Friday, 03/28/03
bumppo.net has been listing toward full-time political commentary, insofar as it's full-time anything. Until the last few days I'd had a hard time concentrating on the nonpolitical, so I've been forcing myself to deal with something else. As I attempt to dial down bumppo.net's political output, let me leave you with a few choice resources:
- BBC America has been running BBC newsfeeds whenever they have anything substantial to report. Everyone seems to believe this is just the sort of situation 24-hour news was invented to cover, but I think that's horseshit. When I turn on BBC America and am confronted with a rerun of Changing Rooms, it means nothing very important happened in the last three hours, and now I don't have to spend ten minutes watching CNN to reach the same conclusion. The Beeb doesn't accost me with any flickering flag emblems, or news crawls, or terror alert levels dancing around the anchors' heads. The anchors are not blowdried automatons, and seem more likely to deliver news that Americans might not want to hear. The calming British accents are a nice bonus.

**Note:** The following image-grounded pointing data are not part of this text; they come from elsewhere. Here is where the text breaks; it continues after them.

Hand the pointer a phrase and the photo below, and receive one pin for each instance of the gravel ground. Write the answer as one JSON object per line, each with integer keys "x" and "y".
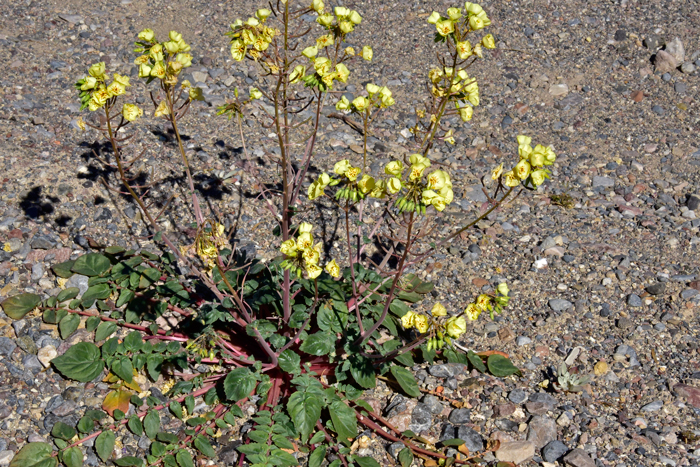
{"x": 609, "y": 283}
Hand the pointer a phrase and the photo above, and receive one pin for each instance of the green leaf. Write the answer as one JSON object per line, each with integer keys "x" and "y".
{"x": 476, "y": 361}
{"x": 62, "y": 431}
{"x": 362, "y": 371}
{"x": 67, "y": 294}
{"x": 96, "y": 292}
{"x": 34, "y": 455}
{"x": 19, "y": 305}
{"x": 317, "y": 456}
{"x": 320, "y": 343}
{"x": 125, "y": 295}
{"x": 133, "y": 341}
{"x": 104, "y": 445}
{"x": 500, "y": 366}
{"x": 366, "y": 461}
{"x": 104, "y": 330}
{"x": 91, "y": 264}
{"x": 81, "y": 362}
{"x": 122, "y": 367}
{"x": 135, "y": 425}
{"x": 129, "y": 461}
{"x": 63, "y": 269}
{"x": 406, "y": 380}
{"x": 406, "y": 457}
{"x": 151, "y": 423}
{"x": 68, "y": 325}
{"x": 184, "y": 458}
{"x": 238, "y": 384}
{"x": 73, "y": 457}
{"x": 344, "y": 421}
{"x": 305, "y": 409}
{"x": 204, "y": 446}
{"x": 290, "y": 362}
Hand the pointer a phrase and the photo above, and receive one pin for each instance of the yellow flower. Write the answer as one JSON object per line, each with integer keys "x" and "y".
{"x": 393, "y": 186}
{"x": 346, "y": 27}
{"x": 466, "y": 113}
{"x": 158, "y": 70}
{"x": 255, "y": 93}
{"x": 162, "y": 109}
{"x": 366, "y": 184}
{"x": 315, "y": 190}
{"x": 456, "y": 326}
{"x": 116, "y": 89}
{"x": 305, "y": 241}
{"x": 147, "y": 35}
{"x": 394, "y": 168}
{"x": 98, "y": 71}
{"x": 262, "y": 14}
{"x": 472, "y": 311}
{"x": 89, "y": 82}
{"x": 322, "y": 65}
{"x": 360, "y": 103}
{"x": 438, "y": 310}
{"x": 522, "y": 169}
{"x": 437, "y": 179}
{"x": 538, "y": 177}
{"x": 445, "y": 27}
{"x": 342, "y": 72}
{"x": 238, "y": 50}
{"x": 333, "y": 269}
{"x": 342, "y": 104}
{"x": 454, "y": 13}
{"x": 497, "y": 172}
{"x": 305, "y": 227}
{"x": 317, "y": 6}
{"x": 407, "y": 319}
{"x": 464, "y": 49}
{"x": 421, "y": 323}
{"x": 379, "y": 190}
{"x": 313, "y": 271}
{"x": 297, "y": 74}
{"x": 171, "y": 47}
{"x": 325, "y": 20}
{"x": 289, "y": 247}
{"x": 510, "y": 179}
{"x": 355, "y": 17}
{"x": 488, "y": 41}
{"x": 341, "y": 167}
{"x": 324, "y": 41}
{"x": 131, "y": 112}
{"x": 352, "y": 173}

- Tim Bray uncovered the BBC Reporters' log, a capital idea and a positive milestone in the history of war correspondence. By the next war, everybody's going to have one of these, and at this rate, the next war could come by Christmas.
- The Daily Show, on Comedy Central, is an oasis. Sure, it's comedy - they reported sand-day school closings in Basra - but where else did you hear correspondents spitballing appropriate adjectives like "greed-tastic" for Halliburton's being awarded the first Iraq contract? That's right, nowhere. They're the closest thing we've got to a liberal media.
- I read Josh Marshall a couple times a day now. His writing on Turkey and the related topic of administration incompetence continues to amaze. The Democrat who wins the nomination and fails to run a campaign addressing Marshall's favorite subjects, deserves to lose.